Fenomena penggunaan alat pembayaran nontunai untuk setiap transaksi keuangan semakin berkembang seiring kecanggihan teknologi yang progresif. Dimulai dengan gerakan nasional nontunai (GNNT) yang diinisiasi Bank Indonesia pada 2014, ekosistem pembayaran digital pun semakin meluas ke berbagai sektor, tak terkecuali sektor pemerintahan.

Seiring disrupsi teknologi digital, Kementerian Keuangan melalui Direktorat Jenderal Perbendaharaan (DJPb) terus melakukan penyempurnaan pengelolaan likuiditas keuangan negara untuk mendorong efektifitas dan efisiensi belanja. Salah satunya melalui penggunaan alat pembayaran digital dalam melakukan transaksi belanja yakni dengan Kartu Kredit Pemerintah (KKP).

Digitalisasi pembayaran yang dilakukan pemerintah mendukung terwujudnya cashless society yang selanjutnya akan mendorong pertumbuhan ekonomi.

“Digitalisasi pembayaran mendorong kecepatan transaksi, berputarnya uang. Semakin cepat transaksi terjadi, semakin banyak value added yang tercipta, semakin tinggi pula pertumbuhan ekonomi yang bisa kita raih,” ucap Direktur Eksekutif Segara Research Institute Piter Abdullah Redjalam.

Apa itu KKP?

Dilansir dari laman DJPb, Kartu Kredit Pemerintah (KKP) merupakan alat pembayaran dengan menggunakan kartu untuk melakukan pembayaran atas belanja yang dapat dibebankan pada APBN, dimana kewajiban pembayaran pemegang kartu ditalangi terlebih dahulu oleh bank penerbit Kartu Kredit Pemerintah dan satuan kerja melakukan pelunasan kewajiban pembayaran pada waktu yang disepakati dengan pelunasan secara sekaligus.

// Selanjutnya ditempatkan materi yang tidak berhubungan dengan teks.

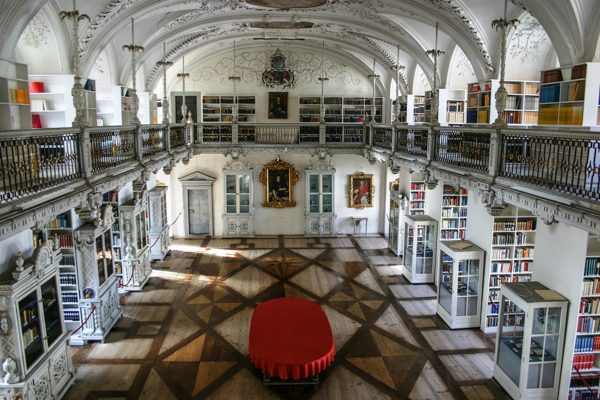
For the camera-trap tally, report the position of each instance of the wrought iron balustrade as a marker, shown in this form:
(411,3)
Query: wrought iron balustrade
(467,148)
(382,137)
(412,140)
(567,162)
(111,147)
(33,160)
(153,139)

Dapat dipahami bahwa mekanisme pembayaran APBN terdiri dari Uang Persediaan (UP) dan Langsung (LS). Mekanisme dengan uang persediaan dibagi lagi menjadi dua yaitu UP Tunai dan UP KKP.  Inilah yang menjadi dasar pelaksanaan UP KKP.

Adapun mekanisme LS telah berjalan efektif dan efisien karena dana langsung masuk ke rekening penerima. Sedangkan mekanisme UP dilakukan melalui bendahara pengeluaran dan diperbolehkan untuk pengeluaran anggaran yang tidak bisa di LS-kan. Adanya Kartu Kredit Pemerintah merupakan terobosan Kementerian Keuangan melalui DJPb untuk memperbaiki kelemahan dari mekanisme UP.

Implementasi Uang Persediaan dengan Kartu Kredit Pemerintah (UP KKP) mulai berlaku secara menyeluruh pada 1 Juli 2019 di seluruh satuan kerja Kementerian/Lembaga.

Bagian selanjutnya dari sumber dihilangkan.